The bench, also comprising justices MM Sundresh and Bela M Trivedi, directed the group to adduce a list of unencumbered properties that could be put up for sale, adding that it would also involve Sebi in the process to ensure transparency and accountability.
“Let them give a list of unencumbered properties. We can then ask you what are the safeguards that you want. We will then devise a module on recovering the rest of the amount,” the bench told senior advocates Arvind Datar and Pratap Venugopal, who represented the market regulator.
The case stems from a series of directions issued by the Supreme Court on August 31, 2012, where Sahara group firms – Sahara India Real Estate Corporation Ltd (SIRECL) and Sahara Housing Investment Corporation Ltd (SHICL) – were ordered to refund the amount collected from investors, with a 15% annual interest, within three months. Despite more than a decade passing since that order, the Sahara Group is yet to fully comply, prompting the court’s continued scrutiny.
Sebi highlighted that not all of Sahara’s properties are unencumbered, expressing concern over the ambiguity surrounding the timeline for the group’s payment of the outstanding amount.
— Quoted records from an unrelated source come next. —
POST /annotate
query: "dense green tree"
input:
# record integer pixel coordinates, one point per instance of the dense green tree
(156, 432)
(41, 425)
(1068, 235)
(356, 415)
The bench then urged Sibal to present a clear plan detailing how the Sahara Group intends to deposit the ₹10,000 crore and identify the specific properties that could be sold.
During the proceedings, the bench also stressed the urgency of compliance, observing that it would be “prima facie” incorrect to say that Sahara was not given enough leeway to alienate properties for depositing money. “In one sense, you are a judgment debtor... The court order to deposit ₹24,400 crore would act as a decree,” it said.
The bench also addressed various applications from flat buyers, operational creditors and other parties seeking relief, including refunds. It clarified in all the pleas that the pendency of the matter before the Supreme Court is not an impediment for any other appropriate forum to consider the matters relating to the Sahara group.
The Sebi-Sahara case has seen numerous legal twists since 2012. According to Sebi, Sahara firms have deposited ₹15,455.70 crore to date, which has been invested in fixed deposits across nationalised banks. As of September 30, 2020, the total amount in the Sebi-Sahara refund account, including interest, stands at ₹22,589.01 crore. Sebi has said that only ₹138 crore has been disbursed to investors till date.